Ex-NJ fire chief accused of stealing grant money

He is charged with taking $11,900 from the department


By Lucas K. Murray
The Gloucester County Times

CLAYTON, N.J. — The former chief of the Clayton Fire Department was arrested Friday after investigators concluded that he had stolen thousands of dollars in federal grant money earmarked for the department.

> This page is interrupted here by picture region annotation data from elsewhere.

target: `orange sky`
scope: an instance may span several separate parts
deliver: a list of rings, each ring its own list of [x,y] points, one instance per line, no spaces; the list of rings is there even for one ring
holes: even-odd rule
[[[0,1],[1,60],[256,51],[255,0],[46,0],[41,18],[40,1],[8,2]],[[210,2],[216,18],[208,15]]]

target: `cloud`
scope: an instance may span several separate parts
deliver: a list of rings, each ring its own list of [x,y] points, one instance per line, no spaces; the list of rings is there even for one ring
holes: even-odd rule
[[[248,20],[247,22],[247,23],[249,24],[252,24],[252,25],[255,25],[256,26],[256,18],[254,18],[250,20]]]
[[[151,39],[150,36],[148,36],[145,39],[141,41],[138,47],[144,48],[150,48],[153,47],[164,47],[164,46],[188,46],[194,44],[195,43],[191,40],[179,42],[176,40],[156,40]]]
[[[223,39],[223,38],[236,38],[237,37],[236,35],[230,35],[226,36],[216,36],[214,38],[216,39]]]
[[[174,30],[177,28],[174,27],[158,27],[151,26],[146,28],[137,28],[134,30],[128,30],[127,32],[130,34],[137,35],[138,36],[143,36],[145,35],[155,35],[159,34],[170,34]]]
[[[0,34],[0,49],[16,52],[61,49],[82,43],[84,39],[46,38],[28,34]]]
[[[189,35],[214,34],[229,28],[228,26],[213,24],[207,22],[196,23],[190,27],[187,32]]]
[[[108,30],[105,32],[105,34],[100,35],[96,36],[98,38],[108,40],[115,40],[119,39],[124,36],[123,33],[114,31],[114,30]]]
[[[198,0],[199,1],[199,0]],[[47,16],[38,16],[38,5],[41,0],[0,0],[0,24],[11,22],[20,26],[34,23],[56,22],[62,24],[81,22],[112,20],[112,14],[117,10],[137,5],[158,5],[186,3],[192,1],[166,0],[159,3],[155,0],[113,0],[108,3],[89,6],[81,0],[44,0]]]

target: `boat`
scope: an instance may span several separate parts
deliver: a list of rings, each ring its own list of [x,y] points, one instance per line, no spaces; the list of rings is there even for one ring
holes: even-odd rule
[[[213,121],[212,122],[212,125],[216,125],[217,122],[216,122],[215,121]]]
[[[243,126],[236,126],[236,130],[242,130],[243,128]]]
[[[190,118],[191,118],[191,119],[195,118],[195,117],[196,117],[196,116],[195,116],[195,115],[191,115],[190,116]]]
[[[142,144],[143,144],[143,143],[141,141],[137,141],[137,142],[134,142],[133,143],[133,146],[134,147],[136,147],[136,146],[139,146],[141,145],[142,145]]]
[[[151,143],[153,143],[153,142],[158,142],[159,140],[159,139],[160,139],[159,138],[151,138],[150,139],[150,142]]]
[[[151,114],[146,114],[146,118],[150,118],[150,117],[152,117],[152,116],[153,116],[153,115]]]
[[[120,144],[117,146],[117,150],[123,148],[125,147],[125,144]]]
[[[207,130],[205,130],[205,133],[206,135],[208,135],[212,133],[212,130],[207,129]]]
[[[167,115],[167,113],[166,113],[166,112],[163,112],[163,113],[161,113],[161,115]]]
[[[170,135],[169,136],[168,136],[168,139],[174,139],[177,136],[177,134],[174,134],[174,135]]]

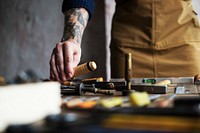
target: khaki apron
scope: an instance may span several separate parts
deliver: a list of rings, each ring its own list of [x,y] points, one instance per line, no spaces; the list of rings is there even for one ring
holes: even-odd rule
[[[116,0],[111,78],[124,77],[132,53],[133,77],[191,77],[200,73],[200,25],[191,0]]]

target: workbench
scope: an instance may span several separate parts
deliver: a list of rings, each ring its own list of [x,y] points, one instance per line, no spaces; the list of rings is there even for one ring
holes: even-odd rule
[[[141,85],[144,79],[147,80],[147,78],[133,78],[131,84]],[[156,82],[162,80],[172,82],[166,86],[166,93],[148,94],[149,98],[152,98],[148,105],[133,106],[129,103],[129,96],[123,96],[121,91],[115,89],[110,90],[114,95],[93,92],[77,95],[65,93],[61,95],[61,113],[49,115],[37,124],[11,125],[7,132],[199,133],[200,85],[194,83],[193,77],[155,78],[155,80]],[[121,81],[124,79],[112,79],[109,82]],[[177,87],[183,86],[184,88],[176,90]],[[118,105],[115,101],[116,106],[110,108],[99,105],[99,101],[112,98],[122,98],[123,102]],[[73,100],[80,103],[95,101],[96,104],[69,106],[69,102]],[[157,103],[160,100],[169,102],[165,106],[158,106]]]

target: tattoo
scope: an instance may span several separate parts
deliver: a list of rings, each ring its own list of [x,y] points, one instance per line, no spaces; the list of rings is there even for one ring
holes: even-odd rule
[[[74,8],[65,12],[65,26],[62,41],[74,39],[79,44],[88,22],[88,12],[83,8]]]

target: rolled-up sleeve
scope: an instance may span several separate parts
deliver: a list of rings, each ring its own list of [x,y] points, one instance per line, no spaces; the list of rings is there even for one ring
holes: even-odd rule
[[[94,14],[95,0],[63,0],[62,12],[72,8],[85,8],[89,13],[89,19]]]

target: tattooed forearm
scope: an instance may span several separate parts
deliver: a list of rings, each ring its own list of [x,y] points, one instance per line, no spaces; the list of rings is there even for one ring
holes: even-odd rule
[[[65,12],[65,26],[62,41],[74,39],[79,44],[88,22],[88,12],[84,8],[74,8]]]

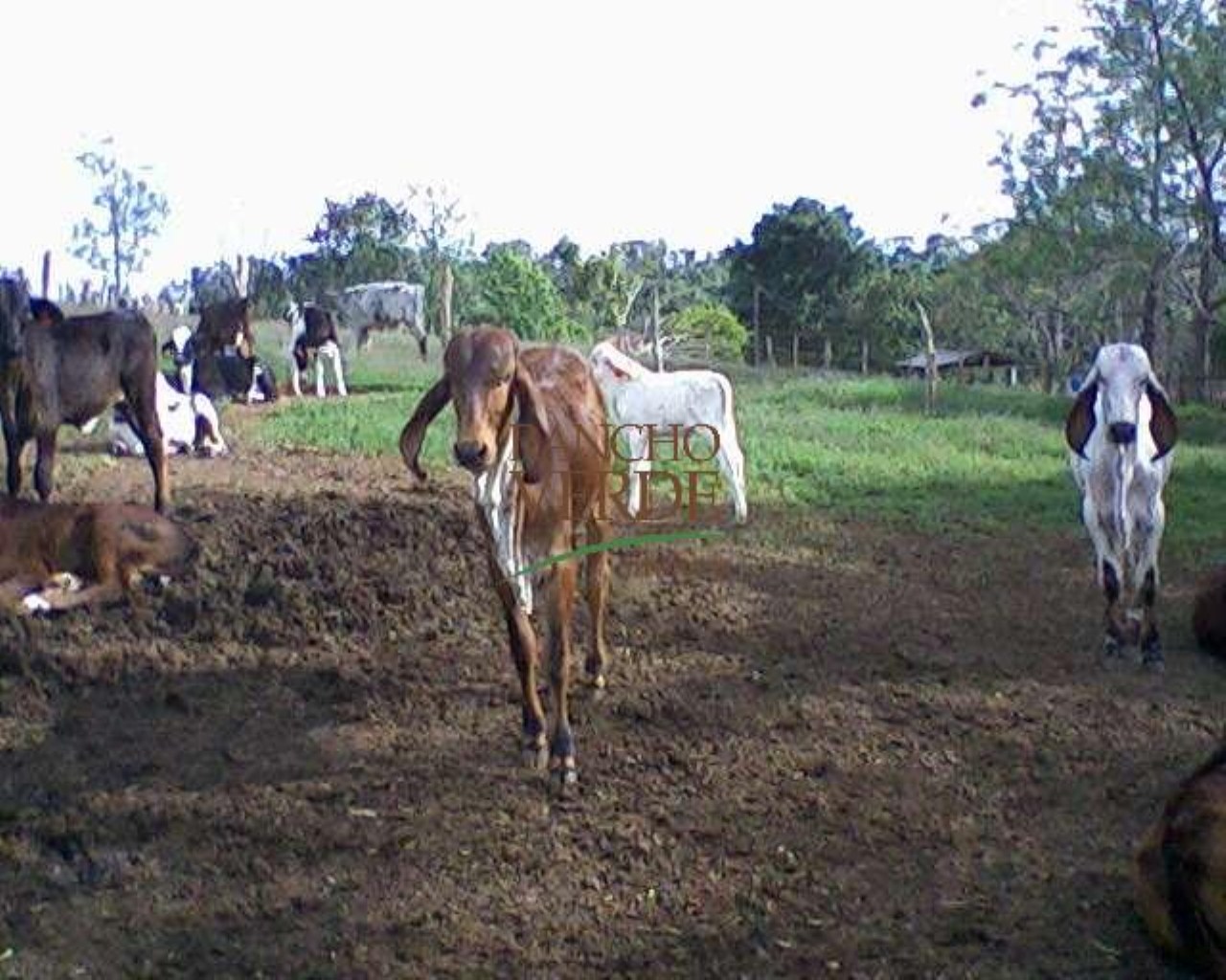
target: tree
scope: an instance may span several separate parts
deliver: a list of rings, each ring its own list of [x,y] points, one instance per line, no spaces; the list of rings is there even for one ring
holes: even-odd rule
[[[733,311],[752,320],[754,293],[760,290],[763,330],[821,334],[829,359],[873,249],[846,208],[828,209],[801,197],[790,206],[776,205],[754,225],[752,240],[738,239],[726,255]]]
[[[1089,0],[1085,10],[1092,43],[1057,53],[1045,38],[1034,80],[996,86],[1035,105],[1031,132],[1007,140],[996,162],[1019,222],[1081,271],[1063,276],[1060,316],[1087,317],[1073,325],[1083,336],[1139,339],[1176,379],[1183,363],[1204,394],[1226,306],[1226,7]],[[1031,273],[1062,271],[1040,257]]]
[[[291,262],[304,287],[299,292],[303,298],[319,296],[357,283],[413,276],[412,233],[406,206],[373,191],[348,201],[325,200],[324,213],[306,239],[316,251]]]
[[[427,294],[434,311],[435,332],[445,344],[451,339],[452,289],[456,284],[454,266],[472,254],[472,235],[462,232],[467,216],[460,200],[445,187],[418,186],[408,189],[405,203],[412,234],[418,243],[428,277]]]
[[[481,318],[493,320],[527,341],[577,339],[582,333],[549,276],[516,249],[495,247],[482,274]]]
[[[72,228],[72,255],[110,279],[115,299],[125,295],[128,278],[140,272],[150,255],[148,241],[170,213],[164,196],[115,158],[112,140],[77,157],[98,183],[97,214]]]
[[[745,325],[718,303],[682,310],[669,321],[668,334],[677,347],[687,349],[698,345],[707,359],[715,360],[741,360],[749,343]]]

Harry J. Simpson Jr., 44, of the 100 block of Cedar Avenue in the borough, turned himself in to the Gloucester County Prosecutor's Office Friday afternoon and was served with criminal complaints charging him with third-degree theft and second-degree official misconduct.

Simpson is charged with taking $11,900 from the department between January and February 2006. At the time, Simpson was its elected chief. His two-year term ended in 2007.

The prosecutor's office said the funds had been obtained by the department through a Federal Emergency Management Agency grant awarded in 2004. When Clayton applied for a second FEMA grant in 2008, it was discovered that the first one had not been closed out and a follow-up audit was performed.

Irregularities were discovered, and a subsequent investigation was conducted.

Last month, it was announced that the fire department would receive more than $91,000 through a Department of Homeland Security grant brokered by New Jersey's two Democratic U.S. Senators, Robert Menendez and Frank Lautenberg.

Clayton was the only department in Gloucester County to receive the grant, which was awarded to fire departments and EMS organizations unaffiliated with a hospital.

The department's current chief could not be reached for comment late Friday.

Coincidentally, the theft is alleged to have occurred around the time that the borough's then-police chief was convicted of defrauding the town and the state Mothers Against Drunk Driving organization of more than $180,000.

At trial, prosecutors said that Frank Winters, who served as Clayton's police chief for 23 years prior to his arrest, used his home-based business to bill the borough and MADD for "promotional items" from June 2002 to April 2007. The 63-year-old former chief is serving seven years in state prison after pleading guilty to a charge of official misconduct.